Su padre iba a regresar a casa al día siguiente, pues la enfermedad de su esposa le impedía ausentarse por más tiempo. El señor Noguchi, debido al buen humor en el que se encontraba, le instó a que se reuniera a solas con su hija. Kaede guió a su padre hasta la pequeña alcoba que daba al jardín. El aire era cálido y estaba impregnado de los olores propios de la primavera, y una curruca trinaba, posada en una rama del pino. Junko les sirvió el té, y la cortesía y atención que les mostraba alivió en parte el mal humor del padre de Kaede.

—Me alegro de que al menos cuentes con la amistad de una persona en esta casa, Kaede -murmuró él.

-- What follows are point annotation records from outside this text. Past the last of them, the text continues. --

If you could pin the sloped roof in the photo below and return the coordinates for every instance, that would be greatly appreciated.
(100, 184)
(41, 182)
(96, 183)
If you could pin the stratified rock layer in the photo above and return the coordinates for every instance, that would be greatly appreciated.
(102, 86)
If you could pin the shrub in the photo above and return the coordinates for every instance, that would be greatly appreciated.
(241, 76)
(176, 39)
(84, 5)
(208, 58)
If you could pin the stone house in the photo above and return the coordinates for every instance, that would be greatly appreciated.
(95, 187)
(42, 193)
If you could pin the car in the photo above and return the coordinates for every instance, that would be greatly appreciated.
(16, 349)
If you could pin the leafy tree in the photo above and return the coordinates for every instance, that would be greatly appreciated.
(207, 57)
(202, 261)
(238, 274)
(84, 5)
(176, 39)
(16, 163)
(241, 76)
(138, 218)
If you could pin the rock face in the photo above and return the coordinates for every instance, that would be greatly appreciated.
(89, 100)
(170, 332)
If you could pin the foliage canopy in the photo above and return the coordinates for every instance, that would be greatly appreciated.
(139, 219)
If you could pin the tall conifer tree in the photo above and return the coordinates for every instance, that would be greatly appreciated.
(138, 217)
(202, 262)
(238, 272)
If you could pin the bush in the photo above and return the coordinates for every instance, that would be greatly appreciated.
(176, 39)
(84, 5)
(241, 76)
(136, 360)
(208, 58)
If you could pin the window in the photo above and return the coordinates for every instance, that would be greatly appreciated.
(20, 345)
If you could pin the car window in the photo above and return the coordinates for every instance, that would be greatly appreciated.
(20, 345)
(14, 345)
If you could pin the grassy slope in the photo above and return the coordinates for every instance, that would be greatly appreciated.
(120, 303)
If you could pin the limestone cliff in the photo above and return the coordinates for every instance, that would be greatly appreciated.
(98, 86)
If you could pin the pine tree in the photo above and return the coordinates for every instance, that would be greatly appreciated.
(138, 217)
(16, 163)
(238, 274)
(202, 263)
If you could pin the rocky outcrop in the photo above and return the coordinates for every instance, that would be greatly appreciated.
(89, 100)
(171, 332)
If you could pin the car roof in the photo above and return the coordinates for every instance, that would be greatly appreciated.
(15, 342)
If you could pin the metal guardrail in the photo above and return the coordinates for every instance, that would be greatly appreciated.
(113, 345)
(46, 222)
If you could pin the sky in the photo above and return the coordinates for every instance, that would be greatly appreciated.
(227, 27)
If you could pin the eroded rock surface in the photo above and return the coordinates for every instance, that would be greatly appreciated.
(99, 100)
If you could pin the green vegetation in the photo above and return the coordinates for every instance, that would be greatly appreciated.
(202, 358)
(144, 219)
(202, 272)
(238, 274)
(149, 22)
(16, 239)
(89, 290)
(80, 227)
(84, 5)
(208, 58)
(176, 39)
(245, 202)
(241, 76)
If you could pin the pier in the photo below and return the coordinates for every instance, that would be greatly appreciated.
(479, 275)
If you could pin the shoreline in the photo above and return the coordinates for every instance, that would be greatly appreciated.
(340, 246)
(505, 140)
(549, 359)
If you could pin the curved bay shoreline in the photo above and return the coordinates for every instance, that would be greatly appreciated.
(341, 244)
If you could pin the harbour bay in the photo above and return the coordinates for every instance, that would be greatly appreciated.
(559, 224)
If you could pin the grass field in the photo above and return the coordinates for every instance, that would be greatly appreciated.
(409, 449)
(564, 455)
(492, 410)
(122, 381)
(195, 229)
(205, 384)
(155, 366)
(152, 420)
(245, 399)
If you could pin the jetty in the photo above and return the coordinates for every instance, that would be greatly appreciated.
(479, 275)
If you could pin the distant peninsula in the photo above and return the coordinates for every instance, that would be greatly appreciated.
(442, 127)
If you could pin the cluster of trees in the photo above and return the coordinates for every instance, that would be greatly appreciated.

—¿Qué le ocurre a mi madre? -preguntó ella, con preocupación.

—¡Ojalá pudiera darte buenas noticias! Temo que la estación de las lluvias deteriore aún más su salud; pero se ha animado con la idea de tu matrimonio. Los Otori son una gran familia, y el señor Shigeru, según cuentan, es un hombre cabal. Goza de buena reputación y todos le aprecian y respetan. Es todo lo que podríamos desear para ti... Más de lo que podríamos haber esperado.

—Entonces, yo también me alegro -terció Kaede, que mentía para agradar a su padre.

Él miró los cerezos cargados de flores, fascinado por su belleza.

—Kaede, ese asunto del guardia...

—No fue culpa mía -le interrumpió ella-. El capitán Arai le mató para protegerme. Toda la culpa fue del guardia.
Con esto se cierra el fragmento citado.